CPRE Sussex is warning that the Government’s new planning rules (NPPF) published on 24 July 2018, will make it more difficult than ever to protect some of Sussex’s most beautiful countryside.

CPRE Sussex says rural Sussex is now facing an unprecedented threat due to a mistaken belief by the government that local councils are to blame for the housing shortage. In reality, says the Campaign, slow ‘build-out rates’ are at the root of the shortage. CPRE Sussex is now warning that the new revised National Planning Policy Framework (NPPF) will not address the lack of affordable housing and will cause irreparable damage to the Sussex landscape.

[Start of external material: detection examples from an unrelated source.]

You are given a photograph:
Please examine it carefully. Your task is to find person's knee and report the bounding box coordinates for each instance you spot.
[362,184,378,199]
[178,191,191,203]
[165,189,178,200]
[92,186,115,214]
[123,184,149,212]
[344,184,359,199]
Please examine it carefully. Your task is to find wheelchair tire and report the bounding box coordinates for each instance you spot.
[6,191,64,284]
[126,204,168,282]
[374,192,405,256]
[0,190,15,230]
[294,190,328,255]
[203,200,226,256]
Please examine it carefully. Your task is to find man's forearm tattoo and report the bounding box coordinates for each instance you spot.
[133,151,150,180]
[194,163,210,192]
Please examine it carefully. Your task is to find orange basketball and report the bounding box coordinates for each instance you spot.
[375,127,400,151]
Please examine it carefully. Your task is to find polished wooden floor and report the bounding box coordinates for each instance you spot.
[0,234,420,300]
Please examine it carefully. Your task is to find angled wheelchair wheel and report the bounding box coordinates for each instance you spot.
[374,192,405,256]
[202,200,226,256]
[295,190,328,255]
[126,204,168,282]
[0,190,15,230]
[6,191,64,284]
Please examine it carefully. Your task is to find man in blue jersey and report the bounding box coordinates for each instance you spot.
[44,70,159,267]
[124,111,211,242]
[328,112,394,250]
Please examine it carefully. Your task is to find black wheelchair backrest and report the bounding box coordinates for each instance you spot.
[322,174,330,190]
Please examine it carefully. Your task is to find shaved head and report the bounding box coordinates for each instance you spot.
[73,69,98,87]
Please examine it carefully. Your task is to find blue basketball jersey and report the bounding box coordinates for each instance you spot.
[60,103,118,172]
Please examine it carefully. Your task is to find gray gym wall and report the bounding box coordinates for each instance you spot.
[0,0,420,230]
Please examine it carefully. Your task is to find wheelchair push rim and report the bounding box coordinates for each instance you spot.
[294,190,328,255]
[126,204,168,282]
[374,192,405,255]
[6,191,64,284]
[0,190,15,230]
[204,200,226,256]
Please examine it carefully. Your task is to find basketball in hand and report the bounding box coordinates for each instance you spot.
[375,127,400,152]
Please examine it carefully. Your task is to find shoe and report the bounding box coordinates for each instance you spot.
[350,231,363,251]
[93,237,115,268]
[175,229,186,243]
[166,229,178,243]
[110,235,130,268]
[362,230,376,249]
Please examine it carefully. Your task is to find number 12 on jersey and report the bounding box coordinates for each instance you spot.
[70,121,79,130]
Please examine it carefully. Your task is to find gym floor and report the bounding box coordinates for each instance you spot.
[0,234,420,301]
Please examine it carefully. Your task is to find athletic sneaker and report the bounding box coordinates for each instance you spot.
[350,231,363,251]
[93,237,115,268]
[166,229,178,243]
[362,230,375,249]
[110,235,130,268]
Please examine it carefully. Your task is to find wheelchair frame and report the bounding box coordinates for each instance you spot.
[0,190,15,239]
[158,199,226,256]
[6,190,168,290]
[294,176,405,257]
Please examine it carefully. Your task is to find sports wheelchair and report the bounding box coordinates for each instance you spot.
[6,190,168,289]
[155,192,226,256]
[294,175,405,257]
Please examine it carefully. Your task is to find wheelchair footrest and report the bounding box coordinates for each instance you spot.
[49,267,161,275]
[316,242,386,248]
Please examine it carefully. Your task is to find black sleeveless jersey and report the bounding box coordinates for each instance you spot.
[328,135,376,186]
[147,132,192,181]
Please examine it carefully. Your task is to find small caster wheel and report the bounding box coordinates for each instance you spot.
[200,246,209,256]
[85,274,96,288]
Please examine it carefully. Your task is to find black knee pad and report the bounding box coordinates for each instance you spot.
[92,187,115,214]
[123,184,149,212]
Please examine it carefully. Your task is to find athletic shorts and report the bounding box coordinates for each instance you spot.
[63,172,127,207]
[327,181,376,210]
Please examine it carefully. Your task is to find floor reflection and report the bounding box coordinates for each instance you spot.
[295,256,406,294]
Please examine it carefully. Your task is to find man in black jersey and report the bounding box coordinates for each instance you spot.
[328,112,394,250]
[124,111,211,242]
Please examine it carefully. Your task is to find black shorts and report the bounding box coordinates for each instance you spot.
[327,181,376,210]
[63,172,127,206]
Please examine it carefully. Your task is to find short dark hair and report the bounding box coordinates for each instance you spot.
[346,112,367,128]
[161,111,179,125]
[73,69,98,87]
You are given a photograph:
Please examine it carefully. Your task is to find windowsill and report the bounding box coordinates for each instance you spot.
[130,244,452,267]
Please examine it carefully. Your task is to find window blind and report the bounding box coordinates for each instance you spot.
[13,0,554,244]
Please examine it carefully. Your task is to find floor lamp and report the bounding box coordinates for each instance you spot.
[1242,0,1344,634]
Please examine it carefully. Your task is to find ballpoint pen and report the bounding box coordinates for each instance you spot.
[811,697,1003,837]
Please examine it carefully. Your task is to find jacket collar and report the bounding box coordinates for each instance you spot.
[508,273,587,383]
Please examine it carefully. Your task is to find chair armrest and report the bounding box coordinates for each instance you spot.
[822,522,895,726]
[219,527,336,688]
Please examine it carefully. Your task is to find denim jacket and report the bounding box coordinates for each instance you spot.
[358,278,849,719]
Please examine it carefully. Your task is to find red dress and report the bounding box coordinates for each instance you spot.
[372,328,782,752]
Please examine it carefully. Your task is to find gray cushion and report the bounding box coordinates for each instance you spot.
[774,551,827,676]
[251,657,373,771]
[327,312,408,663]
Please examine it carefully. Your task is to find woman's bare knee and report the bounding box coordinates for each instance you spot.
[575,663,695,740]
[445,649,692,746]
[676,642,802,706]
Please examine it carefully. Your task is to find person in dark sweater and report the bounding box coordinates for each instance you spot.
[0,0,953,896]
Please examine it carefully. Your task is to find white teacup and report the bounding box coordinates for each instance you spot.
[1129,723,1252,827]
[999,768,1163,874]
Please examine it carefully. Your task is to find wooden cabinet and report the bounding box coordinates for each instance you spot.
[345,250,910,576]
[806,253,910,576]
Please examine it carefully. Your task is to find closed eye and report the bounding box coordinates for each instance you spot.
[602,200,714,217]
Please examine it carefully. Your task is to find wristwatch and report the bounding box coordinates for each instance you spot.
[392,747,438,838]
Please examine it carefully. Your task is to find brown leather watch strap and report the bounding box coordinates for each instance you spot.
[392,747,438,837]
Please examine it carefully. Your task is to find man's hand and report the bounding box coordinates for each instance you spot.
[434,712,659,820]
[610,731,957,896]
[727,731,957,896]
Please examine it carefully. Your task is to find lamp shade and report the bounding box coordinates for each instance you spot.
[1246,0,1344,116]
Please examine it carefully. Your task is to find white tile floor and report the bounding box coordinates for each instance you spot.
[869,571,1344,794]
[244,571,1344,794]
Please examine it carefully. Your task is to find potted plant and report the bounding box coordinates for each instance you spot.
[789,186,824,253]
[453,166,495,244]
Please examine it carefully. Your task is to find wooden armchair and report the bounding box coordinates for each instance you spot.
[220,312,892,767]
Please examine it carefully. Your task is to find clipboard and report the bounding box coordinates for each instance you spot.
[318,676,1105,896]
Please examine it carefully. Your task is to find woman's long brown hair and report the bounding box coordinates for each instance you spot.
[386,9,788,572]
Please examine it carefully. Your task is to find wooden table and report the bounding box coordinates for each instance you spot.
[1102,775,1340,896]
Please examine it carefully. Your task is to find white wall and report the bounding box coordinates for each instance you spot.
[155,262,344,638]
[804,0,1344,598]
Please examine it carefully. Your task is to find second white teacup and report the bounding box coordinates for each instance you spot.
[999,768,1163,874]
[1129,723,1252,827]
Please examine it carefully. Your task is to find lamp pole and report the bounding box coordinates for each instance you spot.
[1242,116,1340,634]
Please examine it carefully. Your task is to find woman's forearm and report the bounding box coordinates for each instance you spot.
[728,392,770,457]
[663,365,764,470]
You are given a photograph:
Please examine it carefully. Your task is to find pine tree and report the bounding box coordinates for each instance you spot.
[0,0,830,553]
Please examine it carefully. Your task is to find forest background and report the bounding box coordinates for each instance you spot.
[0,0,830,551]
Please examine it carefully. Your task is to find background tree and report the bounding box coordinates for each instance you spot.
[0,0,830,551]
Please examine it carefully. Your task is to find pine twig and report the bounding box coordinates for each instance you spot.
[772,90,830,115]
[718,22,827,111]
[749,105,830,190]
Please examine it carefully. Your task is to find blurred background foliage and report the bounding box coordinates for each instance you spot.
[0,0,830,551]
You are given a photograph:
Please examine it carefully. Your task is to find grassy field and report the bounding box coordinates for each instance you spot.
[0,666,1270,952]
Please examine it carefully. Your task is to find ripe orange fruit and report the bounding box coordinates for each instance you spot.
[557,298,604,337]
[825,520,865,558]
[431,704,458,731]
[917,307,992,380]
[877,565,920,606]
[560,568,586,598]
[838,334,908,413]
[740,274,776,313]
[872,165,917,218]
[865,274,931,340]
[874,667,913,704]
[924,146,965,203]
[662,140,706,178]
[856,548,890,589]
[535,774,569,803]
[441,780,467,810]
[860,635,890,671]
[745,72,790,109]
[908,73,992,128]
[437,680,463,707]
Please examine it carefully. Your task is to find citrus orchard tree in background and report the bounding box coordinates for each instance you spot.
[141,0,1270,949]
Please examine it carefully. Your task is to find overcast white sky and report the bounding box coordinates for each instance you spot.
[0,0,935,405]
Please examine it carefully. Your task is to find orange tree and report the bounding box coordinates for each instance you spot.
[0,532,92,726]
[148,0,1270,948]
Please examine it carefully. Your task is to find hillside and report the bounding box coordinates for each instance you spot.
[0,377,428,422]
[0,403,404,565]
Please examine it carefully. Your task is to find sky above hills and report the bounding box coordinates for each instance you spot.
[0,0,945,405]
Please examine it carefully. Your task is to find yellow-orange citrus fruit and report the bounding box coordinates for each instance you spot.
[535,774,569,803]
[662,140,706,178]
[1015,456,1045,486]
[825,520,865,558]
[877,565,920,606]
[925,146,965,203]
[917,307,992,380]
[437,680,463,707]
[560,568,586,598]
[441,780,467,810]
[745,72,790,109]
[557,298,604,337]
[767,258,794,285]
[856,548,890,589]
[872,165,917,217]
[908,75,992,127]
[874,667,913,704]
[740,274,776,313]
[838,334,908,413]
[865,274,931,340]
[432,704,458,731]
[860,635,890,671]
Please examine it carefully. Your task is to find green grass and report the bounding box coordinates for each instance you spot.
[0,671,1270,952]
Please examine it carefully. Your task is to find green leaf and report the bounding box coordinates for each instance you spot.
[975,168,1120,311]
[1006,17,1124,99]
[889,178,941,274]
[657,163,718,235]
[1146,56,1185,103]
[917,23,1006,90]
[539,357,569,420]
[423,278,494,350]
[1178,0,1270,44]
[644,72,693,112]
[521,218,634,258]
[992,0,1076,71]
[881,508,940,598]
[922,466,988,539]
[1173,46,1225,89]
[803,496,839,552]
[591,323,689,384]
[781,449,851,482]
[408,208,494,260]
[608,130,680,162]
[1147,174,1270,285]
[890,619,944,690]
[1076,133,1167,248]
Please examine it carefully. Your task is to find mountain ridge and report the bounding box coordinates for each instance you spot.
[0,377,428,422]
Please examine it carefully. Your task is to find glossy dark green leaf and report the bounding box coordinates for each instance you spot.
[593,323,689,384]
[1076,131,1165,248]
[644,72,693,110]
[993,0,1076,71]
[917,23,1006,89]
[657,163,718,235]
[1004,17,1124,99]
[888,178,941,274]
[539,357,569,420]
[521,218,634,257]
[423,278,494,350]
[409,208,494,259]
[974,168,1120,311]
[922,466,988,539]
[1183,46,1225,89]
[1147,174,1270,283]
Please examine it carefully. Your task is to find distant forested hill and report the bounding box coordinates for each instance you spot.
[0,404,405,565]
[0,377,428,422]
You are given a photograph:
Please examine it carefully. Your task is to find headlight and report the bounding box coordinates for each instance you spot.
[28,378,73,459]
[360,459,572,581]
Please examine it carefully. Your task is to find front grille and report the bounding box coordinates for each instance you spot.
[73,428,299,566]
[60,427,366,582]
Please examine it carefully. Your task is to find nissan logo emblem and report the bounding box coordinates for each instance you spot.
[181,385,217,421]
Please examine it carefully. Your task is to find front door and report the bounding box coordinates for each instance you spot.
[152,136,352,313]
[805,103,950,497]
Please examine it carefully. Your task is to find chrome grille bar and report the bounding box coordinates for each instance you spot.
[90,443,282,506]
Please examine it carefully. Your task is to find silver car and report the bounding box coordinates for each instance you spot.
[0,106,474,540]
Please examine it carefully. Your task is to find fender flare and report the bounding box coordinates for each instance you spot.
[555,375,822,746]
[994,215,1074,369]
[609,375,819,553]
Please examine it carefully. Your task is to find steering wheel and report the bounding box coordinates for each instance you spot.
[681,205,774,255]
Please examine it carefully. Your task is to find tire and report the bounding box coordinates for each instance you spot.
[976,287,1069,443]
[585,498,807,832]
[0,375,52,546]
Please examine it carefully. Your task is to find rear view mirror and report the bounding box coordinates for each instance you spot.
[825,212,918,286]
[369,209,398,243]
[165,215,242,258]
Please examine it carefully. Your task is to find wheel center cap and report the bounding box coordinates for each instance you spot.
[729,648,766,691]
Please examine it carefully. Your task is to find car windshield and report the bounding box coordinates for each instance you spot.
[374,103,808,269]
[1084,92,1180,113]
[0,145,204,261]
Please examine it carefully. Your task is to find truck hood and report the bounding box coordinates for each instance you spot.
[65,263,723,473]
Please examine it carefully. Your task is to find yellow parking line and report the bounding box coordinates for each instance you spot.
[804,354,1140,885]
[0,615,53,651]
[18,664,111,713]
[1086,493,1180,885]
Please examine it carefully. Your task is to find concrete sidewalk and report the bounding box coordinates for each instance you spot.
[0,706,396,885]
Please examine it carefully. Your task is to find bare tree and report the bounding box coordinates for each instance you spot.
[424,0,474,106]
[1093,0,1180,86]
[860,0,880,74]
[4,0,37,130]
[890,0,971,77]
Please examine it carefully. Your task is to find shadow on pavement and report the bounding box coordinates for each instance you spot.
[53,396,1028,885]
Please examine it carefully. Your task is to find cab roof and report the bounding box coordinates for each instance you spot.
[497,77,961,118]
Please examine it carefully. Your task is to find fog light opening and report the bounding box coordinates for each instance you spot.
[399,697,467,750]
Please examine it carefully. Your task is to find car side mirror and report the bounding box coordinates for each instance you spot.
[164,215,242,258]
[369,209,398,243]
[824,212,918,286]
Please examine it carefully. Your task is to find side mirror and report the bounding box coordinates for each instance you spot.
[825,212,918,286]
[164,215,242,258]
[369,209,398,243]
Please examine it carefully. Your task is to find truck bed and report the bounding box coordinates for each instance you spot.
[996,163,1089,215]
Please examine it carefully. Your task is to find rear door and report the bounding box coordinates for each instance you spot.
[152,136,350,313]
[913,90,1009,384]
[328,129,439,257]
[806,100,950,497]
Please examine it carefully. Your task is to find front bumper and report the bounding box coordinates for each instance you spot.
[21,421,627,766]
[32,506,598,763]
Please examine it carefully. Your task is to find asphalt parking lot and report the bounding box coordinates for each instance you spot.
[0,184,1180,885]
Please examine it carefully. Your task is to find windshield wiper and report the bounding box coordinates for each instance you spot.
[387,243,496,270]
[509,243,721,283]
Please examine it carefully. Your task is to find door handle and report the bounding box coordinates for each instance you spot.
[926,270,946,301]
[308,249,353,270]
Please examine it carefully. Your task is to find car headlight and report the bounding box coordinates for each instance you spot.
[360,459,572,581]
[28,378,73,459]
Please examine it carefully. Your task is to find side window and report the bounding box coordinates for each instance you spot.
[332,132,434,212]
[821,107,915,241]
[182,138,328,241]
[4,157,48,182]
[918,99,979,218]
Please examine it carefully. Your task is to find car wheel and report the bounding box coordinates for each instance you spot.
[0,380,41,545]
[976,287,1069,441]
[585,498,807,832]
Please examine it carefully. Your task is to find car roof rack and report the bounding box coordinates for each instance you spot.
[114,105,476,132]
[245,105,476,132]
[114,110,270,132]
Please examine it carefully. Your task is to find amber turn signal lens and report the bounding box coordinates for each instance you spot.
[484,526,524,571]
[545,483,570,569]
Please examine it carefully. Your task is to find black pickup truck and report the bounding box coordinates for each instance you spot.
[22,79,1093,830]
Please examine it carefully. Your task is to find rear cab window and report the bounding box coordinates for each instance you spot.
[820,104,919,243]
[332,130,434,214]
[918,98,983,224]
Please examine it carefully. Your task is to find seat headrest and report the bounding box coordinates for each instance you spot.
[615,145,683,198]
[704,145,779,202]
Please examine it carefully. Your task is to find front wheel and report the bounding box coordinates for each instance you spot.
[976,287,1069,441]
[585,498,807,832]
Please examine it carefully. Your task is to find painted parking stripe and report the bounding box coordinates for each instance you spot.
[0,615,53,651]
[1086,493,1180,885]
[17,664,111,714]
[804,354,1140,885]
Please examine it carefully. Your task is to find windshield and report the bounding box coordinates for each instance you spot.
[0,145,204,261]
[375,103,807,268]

Under the new guidelines councils are in danger of losing control over local planning if they fail to pass a ‘housing delivery test’. The number of houses they have to deliver to pass this test is based on a new standard method for assessing housing need which would force many Sussex councils to set unattainably high targets either immediately or in the near future.

In November, Horsham Council described the method – known as ‘Standardised Methodology’- as “the perfect storm”. Under the rules the district, which is reviewing its Plan this year, faces an immediate 40% increase in its housing targets.

“The new housing delivery test will force councils to keep allocating more green field sites when developers do not build homes quickly enough,” warns CPRE Sussex Director, Kia Trainor. “It will put our countryside at risk and leave local communities frustrated and angry.”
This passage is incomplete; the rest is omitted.